SqliteSaver (Local Persistence)

Persists to a SQLite file — survives process restarts:

Python
from langgraph.checkpoint.sqlite import SqliteSaver
import sqlite3

# Persistent across process restarts
conn = sqlite3.connect("agent_checkpoints.db", check_same_thread=False)
checkpointer = SqliteSaver(conn)

app = graph.compile(checkpointer=checkpointer)

# Same thread_id resumes the conversation from the last checkpoint
config = {"configurable": {"thread_id": "session_abc"}}
result = app.invoke({"messages": [{"role": "user", "content": "Hello"}]}, config=config)

Use SqliteSaver for:

  • Development and testing with persistence
  • Single-instance deployments
  • Long-running CLI agents

PostgresSaver (Production)

For multi-instance deployments, use PostgreSQL:

Python
from langgraph.checkpoint.postgres import PostgresSaver
import psycopg2

conn_string = "postgresql://user:password@localhost:5432/langgraph_checkpoints"
checkpointer = PostgresSaver.from_conn_string(conn_string)

# Create tables if they don't exist
checkpointer.setup()

app = graph.compile(checkpointer=checkpointer)

PostgresSaver is the production choice:

  • Works across multiple API server instances
  • Durable — survives server restarts and crashes
  • Supports concurrent access
  • Scales with your database

Thread Management

Each conversation/session has a unique thread_id.

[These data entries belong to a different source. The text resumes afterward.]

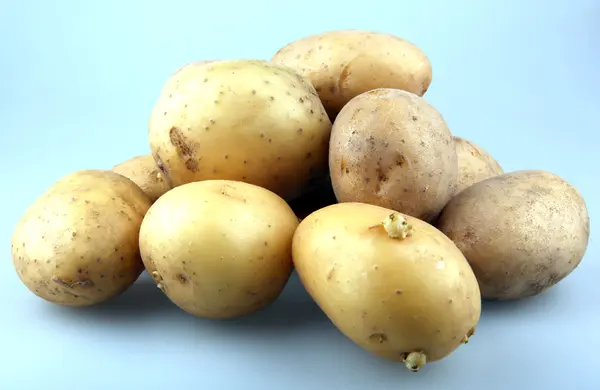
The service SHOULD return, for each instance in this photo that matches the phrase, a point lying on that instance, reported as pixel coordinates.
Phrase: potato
(392, 149)
(522, 232)
(142, 170)
(474, 164)
(393, 284)
(77, 244)
(219, 248)
(342, 64)
(320, 196)
(243, 120)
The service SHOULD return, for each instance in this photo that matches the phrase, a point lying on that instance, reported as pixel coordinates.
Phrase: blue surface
(78, 81)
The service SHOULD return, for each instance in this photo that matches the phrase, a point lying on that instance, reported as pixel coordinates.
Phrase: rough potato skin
(342, 64)
(219, 248)
(245, 120)
(474, 163)
(392, 149)
(77, 244)
(389, 296)
(144, 172)
(522, 232)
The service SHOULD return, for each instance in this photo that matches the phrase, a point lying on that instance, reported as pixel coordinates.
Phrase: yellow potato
(393, 284)
(244, 120)
(342, 64)
(474, 164)
(219, 248)
(77, 244)
(392, 149)
(142, 170)
(522, 232)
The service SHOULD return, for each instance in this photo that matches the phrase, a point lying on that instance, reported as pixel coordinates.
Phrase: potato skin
(522, 232)
(342, 64)
(77, 244)
(219, 248)
(244, 120)
(474, 163)
(144, 172)
(389, 296)
(392, 149)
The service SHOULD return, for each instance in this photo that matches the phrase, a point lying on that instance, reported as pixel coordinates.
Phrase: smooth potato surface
(522, 232)
(219, 248)
(144, 172)
(390, 296)
(392, 149)
(342, 64)
(474, 163)
(244, 120)
(77, 244)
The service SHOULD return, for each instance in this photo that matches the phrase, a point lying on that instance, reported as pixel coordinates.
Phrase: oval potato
(144, 172)
(77, 244)
(219, 248)
(412, 297)
(342, 64)
(244, 120)
(474, 164)
(522, 232)
(393, 149)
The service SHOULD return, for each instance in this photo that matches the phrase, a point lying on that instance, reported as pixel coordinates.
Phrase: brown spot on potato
(378, 338)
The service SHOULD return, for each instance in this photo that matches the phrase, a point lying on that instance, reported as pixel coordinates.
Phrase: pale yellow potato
(342, 64)
(391, 148)
(77, 244)
(474, 164)
(244, 120)
(522, 232)
(144, 172)
(401, 290)
(219, 248)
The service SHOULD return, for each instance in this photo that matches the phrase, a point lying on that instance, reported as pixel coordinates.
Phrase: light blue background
(78, 81)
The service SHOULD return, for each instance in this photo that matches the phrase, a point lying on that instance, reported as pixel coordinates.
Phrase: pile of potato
(326, 159)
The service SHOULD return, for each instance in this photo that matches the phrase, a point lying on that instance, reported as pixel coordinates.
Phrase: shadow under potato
(144, 300)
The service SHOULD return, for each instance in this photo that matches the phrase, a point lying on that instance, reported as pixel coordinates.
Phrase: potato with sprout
(393, 284)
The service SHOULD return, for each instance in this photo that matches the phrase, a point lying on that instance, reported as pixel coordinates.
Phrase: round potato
(219, 248)
(142, 170)
(474, 164)
(243, 120)
(77, 244)
(392, 149)
(342, 64)
(382, 278)
(522, 232)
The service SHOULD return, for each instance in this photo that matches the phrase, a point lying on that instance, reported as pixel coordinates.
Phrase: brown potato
(522, 232)
(77, 244)
(144, 172)
(393, 284)
(474, 163)
(392, 149)
(342, 64)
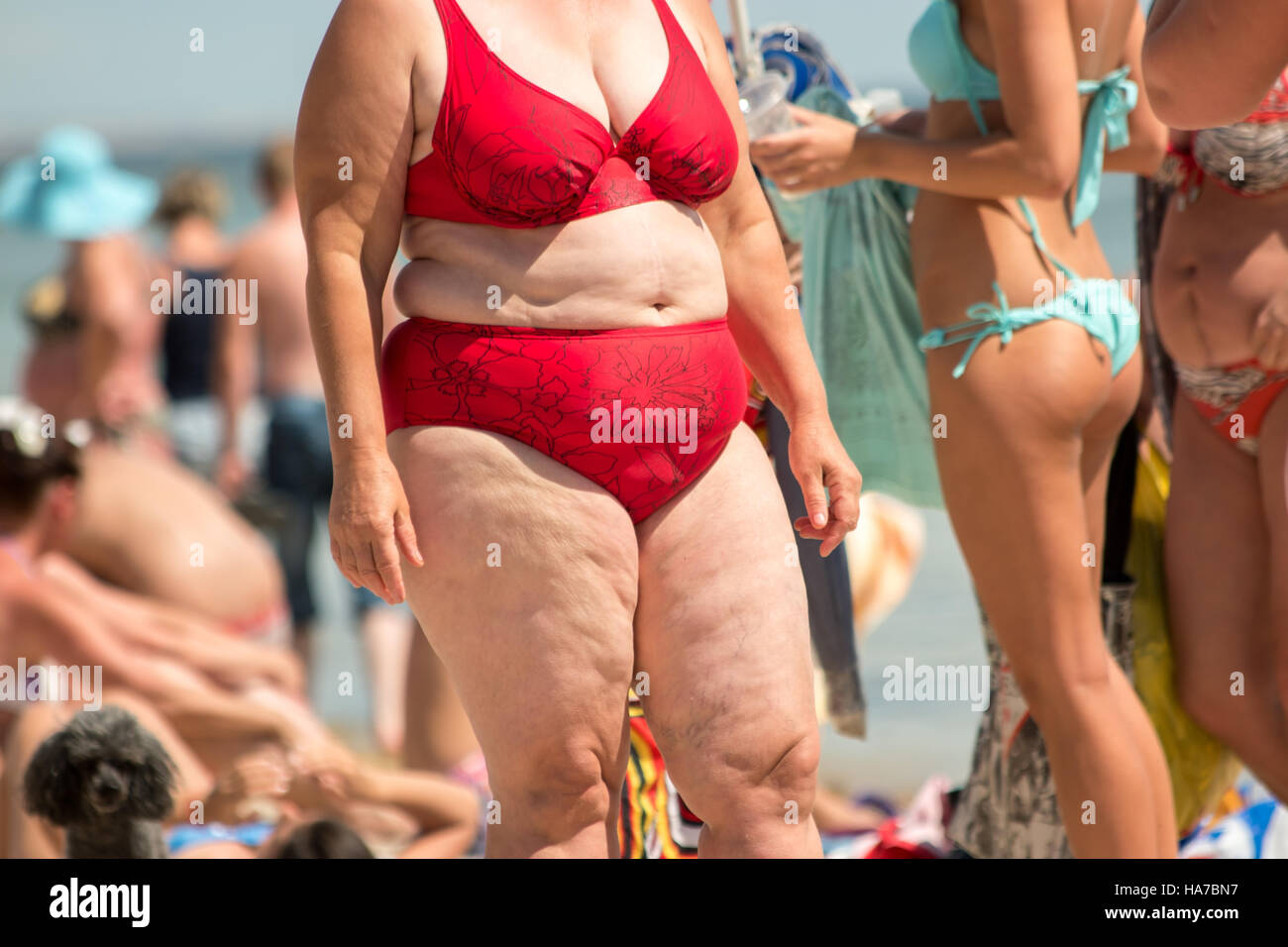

Multiple users = multiple threads:

Python
def create_session(user_id: str) -> str:
    """Generate a unique thread ID for a user session."""
    import uuid
    session_id = str(uuid.uuid4())
    return f"{user_id}:{session_id}"

def handle_message(user_id: str, session_id: str, message: str) -> str:
    config = {"configurable": {"thread_id": f"{user_id}:{session_id}"}}

    result = app.invoke(
        {"messages": [{"role": "user", "content": message}]},
        config=config,
    )
    return result["messages"][-1]["content"]

# Get conversation history
def get_history(user_id: str, session_id: str) -> list[dict]:
    config = {"configurable": {"thread_id": f"{user_id}:{session_id}"}}
    state = app.get_state(config)
    return state.values.get("messages", [])

Inspecting State History

Walk through all checkpointed states for a thread:

Python
config = {"configurable": {"thread_id": "session_abc"}}

# Current state
current = app.get_state(config)
print(f"Current step: {current.next}")
print(f"Current messages: {len(current.values.get('messages', []))}")

# Full history (most recent first)
history = list(app.get_state_history(config))
print(f"Total checkpoints: {len(history)}")

for i, (state_snapshot, metadata) in enumerate(history[:5]):
    print(f"\nCheckpoint {i}:")
    print(f"  Node: {metadata.get('source', 'unknown')}")
    print(f"  Step: {metadata.get('step', 'unknown')}")
    print(f"  Messages: {len(state_snapshot.values.get('messages', []))}")

Updating State Between Runs

Modify state before resuming:

Python
config = {"configurable": {"thread_id": "session_abc"}}

# Get current state
state = app.get_state(config)
current_values = state.values

# Update specific fields
app.update_state(
    config,
    {"confidence_score": 0.9, "needs_human_review": False},
    as_node="__start__",  # Inject as if from the start node
)

# Resume from updated state
result = app.invoke(None, config=config)

This is useful for human-in-the-loop flows where a human's decision needs to be recorded in state before the graph continues.


Async Checkpointing

For async graph execution:

Python
from langgraph.checkpoint.memory import MemorySaver

checkpointer = MemorySaver()
app = graph.compile(checkpointer=checkpointer)

async def run_async():
    config = {"configurable": {"thread_id": "async_session_1"}}
    result = await app.ainvoke(
        {"messages": [{"role": "user", "content": "Start"}]},
        config=config,
    )
    return result

import asyncio
asyncio.run(run_async())

All checkpointer types support async operations via aget_state, aget_state_history, aput internally.